Well, at last I have updated all my databases. Almost all!
This chart shows the CPI inflation rate for the Big 8 economies (US, UK, Europe, China, Japan, India, Brazil, Russia) weighted by GDP, alongside the percentage of 43 world economies where the CPI inflation rate is above 6%. The moral of the story is that inflation is falling in the Big 8, and also in the world as a whole.
Inflation is falling because the impact of Russia's invasion of Ukraine is fading (in the sense that it's not making inflation worse, so year-on-year rates are falling); because commodity prices are declining; because growth is slowing; and because China's inflation rate has gone negative (one sign of just how weak China's economy really is). It'll prolly take another year, perhaps longer, for Big 8 inflation to get back to 2%.
I think it quite likely that the longer-term underlying inflation rate has risen, because the key reason it got so low is offshoring and just-in-time manufacturing. Goods were efficiently assembled from parts in different countries. The progress of offshoring has stopped and reversed. The war has shown that relying on other countries for key parts of your own country's manufacturing could be problematic, even disastrous. Even in the absence of war, the lockdowns in China showed just how dependent manufacturing in developed countries was on the free flow of parts. Tesla, which produces all its own chips, was unaffected by supply-chain breakdowns. There is a lesson there for other CEOs.

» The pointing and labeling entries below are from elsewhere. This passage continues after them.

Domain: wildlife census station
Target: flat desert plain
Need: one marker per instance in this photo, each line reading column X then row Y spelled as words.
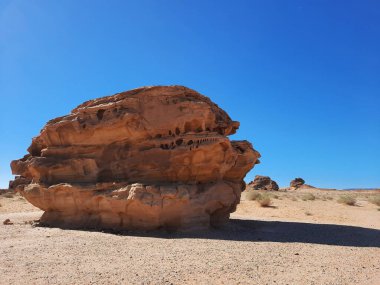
column 297, row 240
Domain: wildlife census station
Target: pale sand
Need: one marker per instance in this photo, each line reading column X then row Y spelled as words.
column 294, row 242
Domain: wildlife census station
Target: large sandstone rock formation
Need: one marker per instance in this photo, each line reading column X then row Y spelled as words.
column 143, row 159
column 263, row 183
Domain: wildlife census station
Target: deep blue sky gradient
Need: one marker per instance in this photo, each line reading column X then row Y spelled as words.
column 302, row 77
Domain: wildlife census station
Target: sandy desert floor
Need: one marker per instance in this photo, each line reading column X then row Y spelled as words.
column 292, row 242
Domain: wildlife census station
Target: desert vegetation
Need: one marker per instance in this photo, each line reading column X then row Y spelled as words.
column 347, row 200
column 375, row 200
column 308, row 197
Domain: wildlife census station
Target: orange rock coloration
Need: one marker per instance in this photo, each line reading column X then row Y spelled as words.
column 149, row 158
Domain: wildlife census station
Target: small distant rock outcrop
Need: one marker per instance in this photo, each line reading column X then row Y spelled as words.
column 297, row 183
column 149, row 158
column 263, row 183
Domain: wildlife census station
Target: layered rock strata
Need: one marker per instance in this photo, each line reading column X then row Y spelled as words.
column 149, row 158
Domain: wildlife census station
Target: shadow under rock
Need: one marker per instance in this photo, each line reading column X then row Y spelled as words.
column 273, row 231
column 287, row 232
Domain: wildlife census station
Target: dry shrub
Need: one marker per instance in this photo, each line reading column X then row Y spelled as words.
column 347, row 200
column 375, row 200
column 308, row 197
column 252, row 195
column 264, row 200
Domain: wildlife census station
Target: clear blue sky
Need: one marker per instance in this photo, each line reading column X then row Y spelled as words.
column 302, row 77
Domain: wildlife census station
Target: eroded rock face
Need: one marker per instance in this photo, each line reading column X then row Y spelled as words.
column 147, row 158
column 263, row 183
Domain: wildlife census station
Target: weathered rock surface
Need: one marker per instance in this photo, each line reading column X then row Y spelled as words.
column 147, row 158
column 297, row 182
column 263, row 183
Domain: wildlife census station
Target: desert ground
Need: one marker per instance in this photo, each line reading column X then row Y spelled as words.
column 299, row 239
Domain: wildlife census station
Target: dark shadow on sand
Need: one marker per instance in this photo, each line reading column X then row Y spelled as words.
column 273, row 231
column 287, row 232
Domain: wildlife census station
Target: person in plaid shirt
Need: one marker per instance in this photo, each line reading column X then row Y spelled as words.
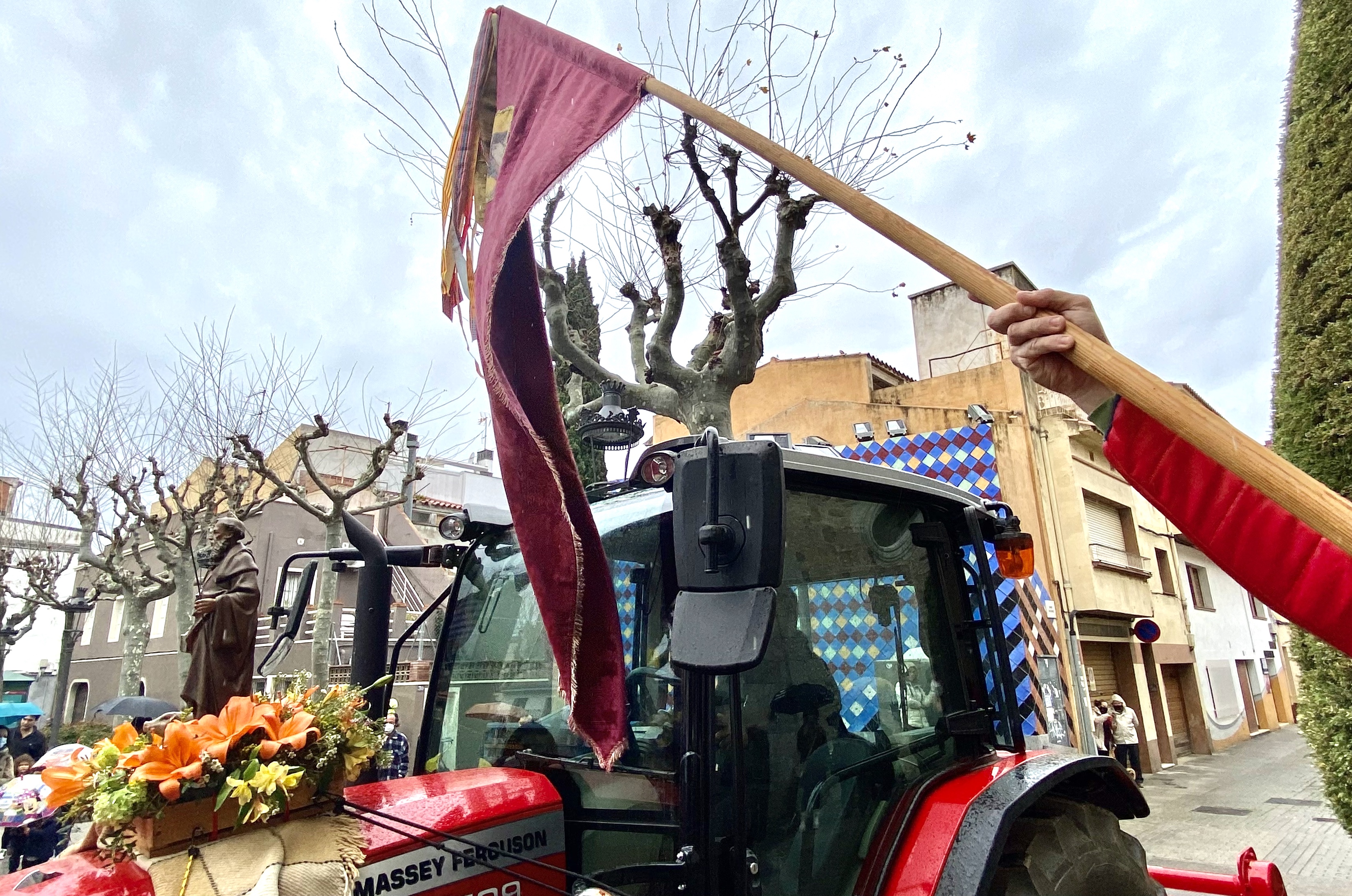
column 398, row 746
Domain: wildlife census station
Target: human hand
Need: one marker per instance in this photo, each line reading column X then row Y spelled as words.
column 1036, row 344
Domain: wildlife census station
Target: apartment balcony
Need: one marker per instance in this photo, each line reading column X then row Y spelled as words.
column 1119, row 561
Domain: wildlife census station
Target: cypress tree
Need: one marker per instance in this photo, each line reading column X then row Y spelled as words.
column 583, row 318
column 1313, row 390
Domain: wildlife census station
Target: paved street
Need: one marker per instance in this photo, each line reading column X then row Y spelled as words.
column 1262, row 794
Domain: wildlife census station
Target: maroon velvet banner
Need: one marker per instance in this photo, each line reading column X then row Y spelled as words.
column 556, row 98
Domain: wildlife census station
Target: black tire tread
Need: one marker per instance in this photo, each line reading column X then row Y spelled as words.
column 1062, row 848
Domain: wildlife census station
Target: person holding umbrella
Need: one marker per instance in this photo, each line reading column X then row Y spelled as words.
column 30, row 741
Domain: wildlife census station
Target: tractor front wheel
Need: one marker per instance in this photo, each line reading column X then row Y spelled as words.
column 1061, row 848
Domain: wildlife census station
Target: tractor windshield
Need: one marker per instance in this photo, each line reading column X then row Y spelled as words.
column 839, row 721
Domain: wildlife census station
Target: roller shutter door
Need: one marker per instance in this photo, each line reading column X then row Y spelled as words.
column 1178, row 711
column 1098, row 659
column 1104, row 524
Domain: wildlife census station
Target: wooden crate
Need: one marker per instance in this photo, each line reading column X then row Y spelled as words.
column 198, row 822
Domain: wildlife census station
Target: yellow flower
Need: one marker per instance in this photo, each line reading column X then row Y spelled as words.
column 238, row 790
column 292, row 779
column 355, row 760
column 257, row 811
column 267, row 779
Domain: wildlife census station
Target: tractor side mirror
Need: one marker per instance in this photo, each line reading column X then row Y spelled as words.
column 728, row 524
column 728, row 515
column 295, row 619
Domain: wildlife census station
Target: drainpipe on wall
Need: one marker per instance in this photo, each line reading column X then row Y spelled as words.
column 410, row 472
column 1042, row 455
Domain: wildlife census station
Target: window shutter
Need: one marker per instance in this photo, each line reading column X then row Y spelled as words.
column 1105, row 525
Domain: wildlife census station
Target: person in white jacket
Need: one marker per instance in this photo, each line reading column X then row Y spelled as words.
column 1124, row 734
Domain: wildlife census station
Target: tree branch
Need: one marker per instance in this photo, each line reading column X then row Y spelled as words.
column 687, row 144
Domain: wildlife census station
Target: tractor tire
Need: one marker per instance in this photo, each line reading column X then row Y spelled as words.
column 1061, row 848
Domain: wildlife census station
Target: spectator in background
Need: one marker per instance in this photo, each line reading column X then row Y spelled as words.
column 6, row 757
column 398, row 746
column 1123, row 718
column 1101, row 719
column 30, row 740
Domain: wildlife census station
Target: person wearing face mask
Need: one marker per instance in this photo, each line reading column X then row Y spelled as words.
column 6, row 757
column 398, row 746
column 30, row 740
column 1123, row 718
column 221, row 641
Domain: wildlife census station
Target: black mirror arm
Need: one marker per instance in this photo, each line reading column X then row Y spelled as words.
column 276, row 612
column 426, row 614
column 714, row 534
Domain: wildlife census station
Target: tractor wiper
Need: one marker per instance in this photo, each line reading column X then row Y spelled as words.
column 590, row 763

We will never get back to the two decades of low inflation we have come to regard as the norm. Whereas central banks struggled to raise inflation over these two decades, it is likely that they will now struggle to keep inflation at 2%. Central to this is the realisation by the West that relying on China could be as strategically perilous as our naïve belief that Russia could be trusted and that we could rely on her for all our gas and oil. I remember when Stephen Roach in 1989 (or thereabouts), when he was at Morgan Stanley, pointed out that the fall of the Iron Curtain, and the opening of Eastern Europe and China to world trade would drive the long-term rate of inflation down, and it did. What we are seeing now is the partial reversal of this trend. We no longer trust that politics will not impede trade. Globalisation is no longer fashionable.
Moreover, global warming has pushed up food inflation. Who would have thought that alternating droughts and floods would push up food prices? Amazing. Well, greenhouse gas emissions continue to rise. It will only get worse.

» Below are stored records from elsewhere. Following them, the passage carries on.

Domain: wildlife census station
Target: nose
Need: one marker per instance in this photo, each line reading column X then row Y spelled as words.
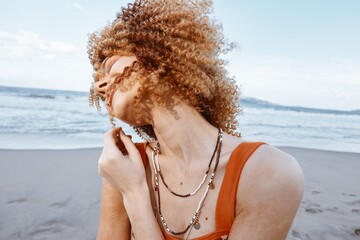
column 101, row 87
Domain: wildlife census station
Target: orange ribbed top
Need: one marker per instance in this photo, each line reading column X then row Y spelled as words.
column 226, row 202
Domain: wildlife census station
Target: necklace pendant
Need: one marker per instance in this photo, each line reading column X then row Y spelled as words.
column 197, row 225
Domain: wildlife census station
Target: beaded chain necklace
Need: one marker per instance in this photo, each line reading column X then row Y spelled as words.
column 194, row 222
column 157, row 165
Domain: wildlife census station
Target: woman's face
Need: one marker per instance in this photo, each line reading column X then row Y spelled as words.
column 122, row 102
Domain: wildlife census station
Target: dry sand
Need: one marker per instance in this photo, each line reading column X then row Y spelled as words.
column 54, row 194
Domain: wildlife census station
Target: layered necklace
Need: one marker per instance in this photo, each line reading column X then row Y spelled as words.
column 194, row 221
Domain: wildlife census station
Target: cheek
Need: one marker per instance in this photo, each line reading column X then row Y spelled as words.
column 122, row 102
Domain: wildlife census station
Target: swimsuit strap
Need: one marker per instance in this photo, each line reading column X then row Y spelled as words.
column 226, row 203
column 142, row 149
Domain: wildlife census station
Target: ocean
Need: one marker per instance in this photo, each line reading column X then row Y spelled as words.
column 54, row 119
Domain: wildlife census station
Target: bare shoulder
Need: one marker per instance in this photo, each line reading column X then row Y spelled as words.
column 269, row 194
column 275, row 174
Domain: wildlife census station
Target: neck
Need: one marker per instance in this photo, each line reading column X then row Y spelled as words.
column 185, row 137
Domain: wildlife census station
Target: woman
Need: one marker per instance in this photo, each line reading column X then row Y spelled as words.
column 157, row 67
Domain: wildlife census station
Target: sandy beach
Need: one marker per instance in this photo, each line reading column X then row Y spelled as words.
column 55, row 194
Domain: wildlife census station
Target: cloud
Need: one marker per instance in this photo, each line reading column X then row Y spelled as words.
column 324, row 83
column 75, row 6
column 25, row 46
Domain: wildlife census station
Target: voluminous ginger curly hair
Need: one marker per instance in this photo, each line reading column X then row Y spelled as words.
column 177, row 45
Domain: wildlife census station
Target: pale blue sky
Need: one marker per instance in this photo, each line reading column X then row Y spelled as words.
column 290, row 52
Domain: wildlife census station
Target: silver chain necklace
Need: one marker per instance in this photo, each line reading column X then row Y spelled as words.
column 194, row 221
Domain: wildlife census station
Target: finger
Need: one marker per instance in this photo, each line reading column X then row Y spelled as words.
column 111, row 137
column 129, row 145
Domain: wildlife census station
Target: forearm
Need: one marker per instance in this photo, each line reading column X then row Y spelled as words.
column 114, row 222
column 141, row 215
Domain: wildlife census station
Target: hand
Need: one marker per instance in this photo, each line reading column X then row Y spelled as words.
column 120, row 162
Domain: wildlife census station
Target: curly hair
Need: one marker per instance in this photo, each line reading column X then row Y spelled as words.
column 177, row 45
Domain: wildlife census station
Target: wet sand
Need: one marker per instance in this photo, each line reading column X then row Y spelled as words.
column 55, row 194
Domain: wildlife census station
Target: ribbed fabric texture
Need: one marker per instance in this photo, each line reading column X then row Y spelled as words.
column 226, row 203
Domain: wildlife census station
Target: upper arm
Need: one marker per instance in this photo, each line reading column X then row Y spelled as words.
column 114, row 222
column 269, row 194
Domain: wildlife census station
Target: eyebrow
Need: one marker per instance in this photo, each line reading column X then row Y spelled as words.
column 103, row 64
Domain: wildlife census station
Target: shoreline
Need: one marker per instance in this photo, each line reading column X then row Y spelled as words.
column 100, row 147
column 55, row 194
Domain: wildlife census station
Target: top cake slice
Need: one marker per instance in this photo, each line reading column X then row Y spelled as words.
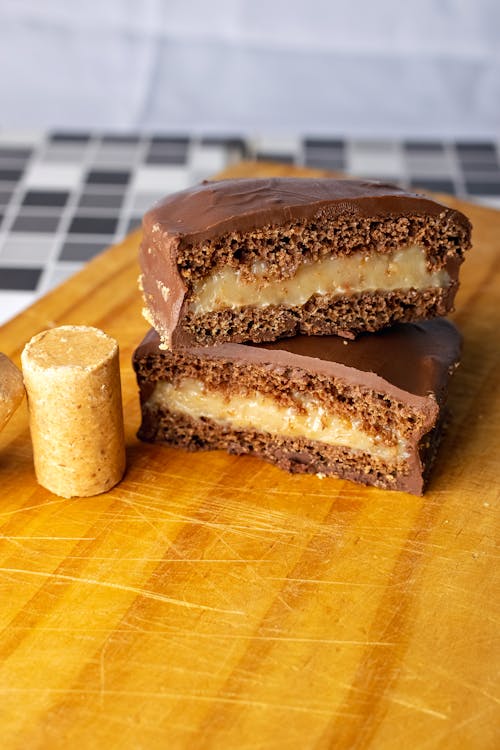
column 259, row 259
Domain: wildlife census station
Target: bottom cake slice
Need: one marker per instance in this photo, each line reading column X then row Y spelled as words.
column 368, row 410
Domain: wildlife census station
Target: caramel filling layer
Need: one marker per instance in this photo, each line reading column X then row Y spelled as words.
column 309, row 420
column 351, row 274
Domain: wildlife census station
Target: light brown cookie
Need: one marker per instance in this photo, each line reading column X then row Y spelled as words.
column 72, row 379
column 11, row 389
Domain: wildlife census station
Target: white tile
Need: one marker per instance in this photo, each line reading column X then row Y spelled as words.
column 144, row 201
column 26, row 249
column 20, row 137
column 60, row 274
column 11, row 303
column 283, row 144
column 64, row 176
column 209, row 159
column 371, row 164
column 161, row 179
column 485, row 200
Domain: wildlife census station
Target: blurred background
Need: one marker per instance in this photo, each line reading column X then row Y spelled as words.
column 109, row 104
column 385, row 68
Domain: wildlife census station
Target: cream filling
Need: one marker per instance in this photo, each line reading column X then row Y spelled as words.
column 263, row 413
column 359, row 272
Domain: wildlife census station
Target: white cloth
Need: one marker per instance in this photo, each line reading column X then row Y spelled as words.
column 365, row 68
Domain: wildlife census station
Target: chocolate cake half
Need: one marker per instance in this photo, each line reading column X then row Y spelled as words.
column 256, row 260
column 368, row 410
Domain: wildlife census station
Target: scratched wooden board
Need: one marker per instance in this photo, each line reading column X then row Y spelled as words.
column 212, row 601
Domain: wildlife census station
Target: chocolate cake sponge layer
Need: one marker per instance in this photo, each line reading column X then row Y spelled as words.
column 367, row 410
column 255, row 260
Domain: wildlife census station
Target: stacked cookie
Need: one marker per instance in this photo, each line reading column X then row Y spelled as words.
column 300, row 320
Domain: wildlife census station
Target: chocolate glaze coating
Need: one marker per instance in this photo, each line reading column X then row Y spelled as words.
column 411, row 363
column 213, row 209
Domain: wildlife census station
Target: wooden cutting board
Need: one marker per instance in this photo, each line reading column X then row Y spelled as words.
column 211, row 601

In other words, the fall in world inflation may be slower than in the cycles of the last 30 years, even if we have a deep recession, and underlying inflation will remain stubbornly high. This has important implications for bond yields and PE ratios. The major bull markets in asset prices were driven by a secular downtrend in inflation. If that trend is over, valuation rates for all asset classes will rise, and that will keep their prices from rising.